La justicia almeriense ha cerrado uno de los capítulos más oscuros de la crónica negra reciente en la comarca del Levante. La Audiencia Provincial de Almería ha dictado una sentencia de 15 años y seis meses de prisión para el responsable de la muerte de un ciudadano de origen francés en agosto de 2023. El caso, que ha conmocionado a la localidad de Vera, destaca no solo por la violencia del acto, sino por un matiz jurídico complejo: la imposibilidad de localizar el cadáver de la víctima hasta la fecha.
A pesar de la gravedad que supone la ocultación del cuerpo, el magistrado presidente del Tribunal del Jurado ha decidido absolver al acusado del delito contra la integridad moral.

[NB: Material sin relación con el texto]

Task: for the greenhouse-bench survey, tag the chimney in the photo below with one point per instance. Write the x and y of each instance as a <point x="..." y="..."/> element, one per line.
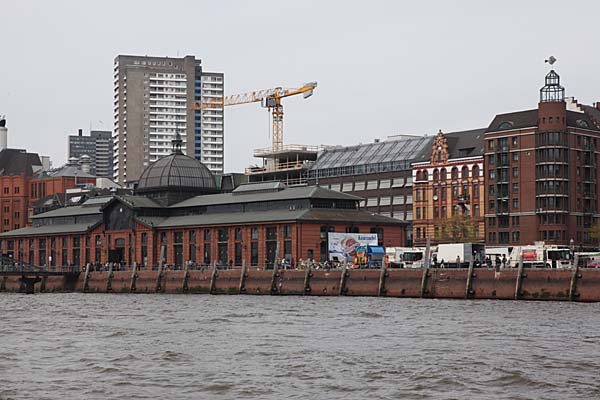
<point x="84" y="162"/>
<point x="3" y="133"/>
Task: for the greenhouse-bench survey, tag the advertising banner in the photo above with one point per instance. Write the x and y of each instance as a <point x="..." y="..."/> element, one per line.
<point x="342" y="246"/>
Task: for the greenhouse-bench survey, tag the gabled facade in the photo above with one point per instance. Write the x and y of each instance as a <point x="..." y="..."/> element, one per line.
<point x="449" y="184"/>
<point x="541" y="172"/>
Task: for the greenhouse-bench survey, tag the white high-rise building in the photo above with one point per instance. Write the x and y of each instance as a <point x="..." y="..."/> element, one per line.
<point x="153" y="101"/>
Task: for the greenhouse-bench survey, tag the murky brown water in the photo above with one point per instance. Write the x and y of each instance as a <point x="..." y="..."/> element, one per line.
<point x="82" y="346"/>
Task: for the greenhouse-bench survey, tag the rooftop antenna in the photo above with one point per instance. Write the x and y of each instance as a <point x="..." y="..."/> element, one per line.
<point x="551" y="60"/>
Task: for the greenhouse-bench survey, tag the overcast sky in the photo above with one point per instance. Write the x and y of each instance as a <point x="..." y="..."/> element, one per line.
<point x="383" y="67"/>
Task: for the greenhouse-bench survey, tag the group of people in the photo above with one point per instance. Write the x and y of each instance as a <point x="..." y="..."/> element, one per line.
<point x="499" y="262"/>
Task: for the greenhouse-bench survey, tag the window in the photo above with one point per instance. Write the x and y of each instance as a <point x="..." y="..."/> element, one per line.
<point x="398" y="200"/>
<point x="192" y="246"/>
<point x="385" y="200"/>
<point x="454" y="173"/>
<point x="223" y="241"/>
<point x="359" y="186"/>
<point x="465" y="173"/>
<point x="207" y="246"/>
<point x="347" y="187"/>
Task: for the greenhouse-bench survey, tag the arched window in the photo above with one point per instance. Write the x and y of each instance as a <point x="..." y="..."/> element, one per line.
<point x="443" y="175"/>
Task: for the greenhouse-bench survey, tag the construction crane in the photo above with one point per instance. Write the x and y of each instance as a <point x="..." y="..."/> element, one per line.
<point x="269" y="98"/>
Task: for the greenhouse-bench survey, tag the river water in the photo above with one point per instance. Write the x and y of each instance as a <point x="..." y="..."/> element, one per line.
<point x="94" y="346"/>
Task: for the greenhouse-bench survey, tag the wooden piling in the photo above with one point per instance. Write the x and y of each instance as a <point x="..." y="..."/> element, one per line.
<point x="132" y="284"/>
<point x="343" y="278"/>
<point x="307" y="276"/>
<point x="519" y="281"/>
<point x="243" y="275"/>
<point x="381" y="289"/>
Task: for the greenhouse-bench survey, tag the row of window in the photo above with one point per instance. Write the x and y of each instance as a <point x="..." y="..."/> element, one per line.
<point x="439" y="193"/>
<point x="421" y="233"/>
<point x="371" y="184"/>
<point x="502" y="143"/>
<point x="386" y="201"/>
<point x="442" y="174"/>
<point x="16" y="190"/>
<point x="501" y="205"/>
<point x="504" y="237"/>
<point x="442" y="212"/>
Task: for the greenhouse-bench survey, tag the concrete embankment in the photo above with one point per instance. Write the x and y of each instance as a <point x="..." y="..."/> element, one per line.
<point x="507" y="284"/>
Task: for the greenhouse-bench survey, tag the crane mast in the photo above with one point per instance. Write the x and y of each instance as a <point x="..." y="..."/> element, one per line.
<point x="269" y="98"/>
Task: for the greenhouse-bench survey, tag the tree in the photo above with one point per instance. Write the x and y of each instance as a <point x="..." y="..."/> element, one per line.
<point x="458" y="229"/>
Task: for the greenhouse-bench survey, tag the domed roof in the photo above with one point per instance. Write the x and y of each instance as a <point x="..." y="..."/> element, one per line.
<point x="177" y="172"/>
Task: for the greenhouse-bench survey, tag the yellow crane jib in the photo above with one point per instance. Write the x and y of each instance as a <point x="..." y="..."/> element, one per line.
<point x="269" y="98"/>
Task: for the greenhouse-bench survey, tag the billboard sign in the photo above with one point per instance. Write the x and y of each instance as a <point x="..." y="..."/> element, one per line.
<point x="342" y="246"/>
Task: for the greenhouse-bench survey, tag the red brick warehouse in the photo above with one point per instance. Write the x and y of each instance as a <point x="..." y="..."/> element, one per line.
<point x="178" y="213"/>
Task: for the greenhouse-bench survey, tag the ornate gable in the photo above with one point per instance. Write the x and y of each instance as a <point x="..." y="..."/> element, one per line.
<point x="439" y="153"/>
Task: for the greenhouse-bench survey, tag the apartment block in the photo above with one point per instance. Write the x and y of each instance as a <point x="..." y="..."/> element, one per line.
<point x="154" y="99"/>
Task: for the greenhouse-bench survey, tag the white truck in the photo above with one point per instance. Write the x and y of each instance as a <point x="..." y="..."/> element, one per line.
<point x="405" y="257"/>
<point x="541" y="255"/>
<point x="459" y="254"/>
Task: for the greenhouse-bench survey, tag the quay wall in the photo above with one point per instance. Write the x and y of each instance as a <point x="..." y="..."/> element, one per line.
<point x="479" y="283"/>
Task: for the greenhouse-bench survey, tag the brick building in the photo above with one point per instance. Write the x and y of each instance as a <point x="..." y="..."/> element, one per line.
<point x="17" y="167"/>
<point x="450" y="183"/>
<point x="177" y="215"/>
<point x="541" y="174"/>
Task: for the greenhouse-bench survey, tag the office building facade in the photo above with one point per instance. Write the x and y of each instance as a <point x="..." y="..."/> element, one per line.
<point x="154" y="99"/>
<point x="380" y="173"/>
<point x="98" y="147"/>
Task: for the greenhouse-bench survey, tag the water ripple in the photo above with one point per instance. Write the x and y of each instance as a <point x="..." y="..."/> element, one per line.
<point x="264" y="347"/>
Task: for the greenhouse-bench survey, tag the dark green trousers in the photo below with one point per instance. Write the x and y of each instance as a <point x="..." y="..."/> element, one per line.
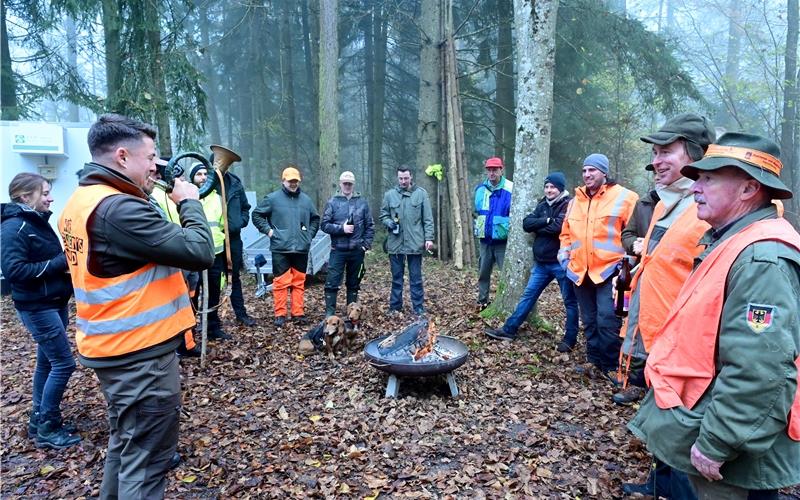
<point x="143" y="404"/>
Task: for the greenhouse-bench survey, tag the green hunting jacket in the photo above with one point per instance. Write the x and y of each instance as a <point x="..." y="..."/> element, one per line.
<point x="741" y="419"/>
<point x="412" y="208"/>
<point x="292" y="217"/>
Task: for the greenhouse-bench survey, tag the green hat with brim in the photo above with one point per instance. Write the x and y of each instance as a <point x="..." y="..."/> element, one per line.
<point x="757" y="156"/>
<point x="696" y="130"/>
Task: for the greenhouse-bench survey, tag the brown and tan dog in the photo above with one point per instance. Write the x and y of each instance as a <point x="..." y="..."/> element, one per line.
<point x="333" y="333"/>
<point x="355" y="313"/>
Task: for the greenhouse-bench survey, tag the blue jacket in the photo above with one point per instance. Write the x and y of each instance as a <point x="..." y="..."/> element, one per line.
<point x="546" y="221"/>
<point x="32" y="259"/>
<point x="492" y="206"/>
<point x="337" y="211"/>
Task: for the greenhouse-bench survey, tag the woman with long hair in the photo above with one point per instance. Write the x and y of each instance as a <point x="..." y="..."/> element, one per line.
<point x="35" y="266"/>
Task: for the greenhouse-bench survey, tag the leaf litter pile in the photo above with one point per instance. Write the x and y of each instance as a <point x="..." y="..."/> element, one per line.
<point x="260" y="420"/>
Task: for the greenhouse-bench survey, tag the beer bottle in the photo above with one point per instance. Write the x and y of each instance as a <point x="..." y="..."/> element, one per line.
<point x="623" y="288"/>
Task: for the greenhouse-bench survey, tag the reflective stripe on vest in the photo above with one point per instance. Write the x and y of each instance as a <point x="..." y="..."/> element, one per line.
<point x="681" y="365"/>
<point x="126" y="313"/>
<point x="667" y="268"/>
<point x="592" y="232"/>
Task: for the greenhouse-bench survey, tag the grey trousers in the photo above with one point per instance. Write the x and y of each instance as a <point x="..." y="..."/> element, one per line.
<point x="490" y="254"/>
<point x="716" y="490"/>
<point x="143" y="405"/>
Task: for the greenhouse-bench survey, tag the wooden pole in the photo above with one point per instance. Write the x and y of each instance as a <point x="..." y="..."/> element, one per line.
<point x="204" y="319"/>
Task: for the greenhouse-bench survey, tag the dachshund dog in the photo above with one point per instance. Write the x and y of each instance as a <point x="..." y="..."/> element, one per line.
<point x="355" y="312"/>
<point x="333" y="332"/>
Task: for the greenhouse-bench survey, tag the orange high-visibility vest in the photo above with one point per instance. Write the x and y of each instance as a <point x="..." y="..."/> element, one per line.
<point x="681" y="364"/>
<point x="123" y="314"/>
<point x="667" y="269"/>
<point x="592" y="232"/>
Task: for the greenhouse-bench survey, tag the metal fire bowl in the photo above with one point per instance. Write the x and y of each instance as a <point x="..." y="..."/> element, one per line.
<point x="419" y="369"/>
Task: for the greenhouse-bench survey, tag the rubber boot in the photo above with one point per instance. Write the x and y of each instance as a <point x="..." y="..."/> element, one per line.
<point x="51" y="435"/>
<point x="330" y="303"/>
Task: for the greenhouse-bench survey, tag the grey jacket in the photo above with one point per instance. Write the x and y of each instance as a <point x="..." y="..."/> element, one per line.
<point x="412" y="209"/>
<point x="292" y="217"/>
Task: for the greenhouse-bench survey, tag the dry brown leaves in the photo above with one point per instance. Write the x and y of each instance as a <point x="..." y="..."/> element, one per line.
<point x="262" y="421"/>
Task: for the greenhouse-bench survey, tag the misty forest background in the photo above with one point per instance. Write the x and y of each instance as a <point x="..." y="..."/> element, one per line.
<point x="361" y="85"/>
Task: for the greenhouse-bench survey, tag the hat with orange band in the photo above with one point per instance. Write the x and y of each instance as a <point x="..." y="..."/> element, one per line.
<point x="758" y="156"/>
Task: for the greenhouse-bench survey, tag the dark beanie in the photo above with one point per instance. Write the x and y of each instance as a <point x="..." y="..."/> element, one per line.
<point x="196" y="168"/>
<point x="557" y="179"/>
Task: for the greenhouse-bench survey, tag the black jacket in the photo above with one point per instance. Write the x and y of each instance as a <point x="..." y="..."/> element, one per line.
<point x="337" y="211"/>
<point x="546" y="221"/>
<point x="238" y="206"/>
<point x="32" y="259"/>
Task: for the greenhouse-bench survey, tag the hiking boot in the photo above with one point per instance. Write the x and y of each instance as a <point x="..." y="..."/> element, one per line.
<point x="500" y="334"/>
<point x="563" y="347"/>
<point x="246" y="321"/>
<point x="174" y="461"/>
<point x="183" y="352"/>
<point x="628" y="396"/>
<point x="588" y="370"/>
<point x="613" y="377"/>
<point x="33" y="425"/>
<point x="51" y="434"/>
<point x="218" y="335"/>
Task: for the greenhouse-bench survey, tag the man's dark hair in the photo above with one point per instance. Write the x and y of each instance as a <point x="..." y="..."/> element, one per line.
<point x="110" y="130"/>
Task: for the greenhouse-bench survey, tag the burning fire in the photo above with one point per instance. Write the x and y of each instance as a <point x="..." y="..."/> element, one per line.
<point x="426" y="340"/>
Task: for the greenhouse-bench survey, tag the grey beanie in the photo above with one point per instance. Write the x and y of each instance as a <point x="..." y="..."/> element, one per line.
<point x="598" y="161"/>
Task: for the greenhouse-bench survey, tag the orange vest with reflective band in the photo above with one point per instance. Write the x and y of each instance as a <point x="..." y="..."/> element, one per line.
<point x="681" y="365"/>
<point x="667" y="269"/>
<point x="123" y="314"/>
<point x="592" y="232"/>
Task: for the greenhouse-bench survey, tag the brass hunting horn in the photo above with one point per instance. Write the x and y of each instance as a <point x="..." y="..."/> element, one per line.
<point x="220" y="160"/>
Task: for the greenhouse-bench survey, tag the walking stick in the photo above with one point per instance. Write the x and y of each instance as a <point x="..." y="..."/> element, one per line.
<point x="204" y="318"/>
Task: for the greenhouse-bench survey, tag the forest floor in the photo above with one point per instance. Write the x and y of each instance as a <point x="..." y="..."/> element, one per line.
<point x="262" y="421"/>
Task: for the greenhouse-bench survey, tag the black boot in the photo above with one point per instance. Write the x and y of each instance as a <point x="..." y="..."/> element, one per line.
<point x="51" y="435"/>
<point x="33" y="425"/>
<point x="330" y="303"/>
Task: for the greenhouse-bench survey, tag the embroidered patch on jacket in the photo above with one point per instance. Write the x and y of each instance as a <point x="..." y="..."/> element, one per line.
<point x="759" y="317"/>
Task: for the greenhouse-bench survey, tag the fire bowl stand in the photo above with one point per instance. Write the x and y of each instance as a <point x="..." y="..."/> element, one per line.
<point x="393" y="385"/>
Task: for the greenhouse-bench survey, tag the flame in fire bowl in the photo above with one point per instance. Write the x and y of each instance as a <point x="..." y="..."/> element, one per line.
<point x="398" y="358"/>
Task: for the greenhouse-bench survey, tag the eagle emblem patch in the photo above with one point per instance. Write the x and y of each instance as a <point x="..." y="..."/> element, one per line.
<point x="759" y="317"/>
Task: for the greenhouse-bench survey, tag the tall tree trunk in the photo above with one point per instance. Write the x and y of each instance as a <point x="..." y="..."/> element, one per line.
<point x="731" y="119"/>
<point x="535" y="24"/>
<point x="379" y="26"/>
<point x="287" y="79"/>
<point x="328" y="97"/>
<point x="790" y="118"/>
<point x="457" y="172"/>
<point x="111" y="29"/>
<point x="158" y="85"/>
<point x="310" y="25"/>
<point x="73" y="113"/>
<point x="9" y="108"/>
<point x="210" y="73"/>
<point x="430" y="95"/>
<point x="505" y="122"/>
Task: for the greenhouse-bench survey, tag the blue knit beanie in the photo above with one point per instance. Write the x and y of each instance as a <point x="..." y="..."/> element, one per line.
<point x="598" y="161"/>
<point x="557" y="179"/>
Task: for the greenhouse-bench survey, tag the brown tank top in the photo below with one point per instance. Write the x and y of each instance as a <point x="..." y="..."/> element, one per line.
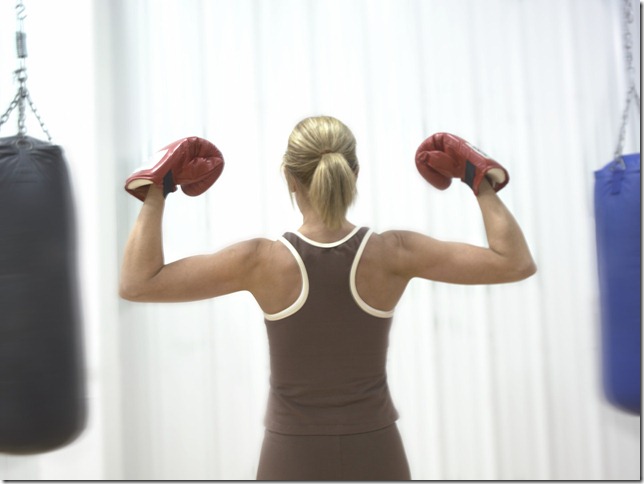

Esta decisión se fundamenta en la doctrina del Tribunal Supremo sobre el autoencubrimiento impune. Según el fallo, el hecho de no revelar el paradero del difunto se considera una extensión de la estrategia del reo para evitar ser descubierto, y no necesariamente un mecanismo diseñado específicamente para aumentar el sufrimiento de los familiares, a menos que existiera una manipulación activa de sus esperanzas.
Desglose de la condena: Homicidio, robo y estafa
La pena impuesta es el resultado de la suma de tres infracciones penales distintas que el jurado popular consideró probadas tras el proceso oral. El tribunal ha estructurado la responsabilidad penal de la siguiente manera:
- Delito de homicidio: 10 años de cárcel y una década de inhabilitación absoluta por acabar con la vida de la víctima de forma voluntaria.
- Robo con violencia: 3 años y seis meses adicionales al haber sustraído pertenencias del domicilio del fallecido.
- Estafa continuada: 2 años de prisión por el uso fraudulento de tarjetas bancarias tras el crimen.
El móvil económico tras el crimen en el Paraje Media Legua
Los hechos probados sitúan el origen del conflicto en una deuda de 2.000 euros que el agresor mantenía con el ciudadano francés. Con el objetivo de cancelar esta deuda y obtener un lucro ilícito extra, el condenado acudió a la vivienda de la víctima en el Paraje Media Legua. Allí, aprovechando que se encontraban a solas, ejecutó el homicidio de manera consciente.
Tras el asesinato, el autor desplegó una fría logística para deshacerse de las pruebas. La sentencia detalla cómo el procesado adquirió herramientas de excavación y guantes en un comercio local de Vera para proceder al enterramiento del cuerpo en un punto desconocido. Además, se apropió de documentos de identidad, pasaportes y terminales móviles, iniciando posteriormente un periplo por cajeros automáticos de municipios como Cuevas del Almanzora, Pulpí y Garrucha, donde logró retirar un total de 4.800 euros.
Reparación civil y medidas de seguridad futuras
En el ámbito de la responsabilidad civil, el magistrado ha establecido indemnizaciones que buscan mitigar el impacto emocional y económico en el entorno de la víctima. Los dos hijos del fallecido recibirán 30.000 euros cada uno, mientras que a su pareja sentimental se le han asignado 20.000 euros. Asimismo, el reo debe devolver los 4.800 euros sustraídos al patrimonio de la herencia.
Más allá de la estancia en el centro penitenciario, la justicia ha impuesto una medida de libertad vigilada durante ocho años una vez que el condenado recupere su libertad. No obstante, la defensa todavía tiene la opción de presentar un recurso de apelación ante el Tribunal Superior de Justicia de Andalucía (TSJA), lo que podría abrir una nueva fase en este proceso que deja tras de sí la incógnita del paradero final de la víctima.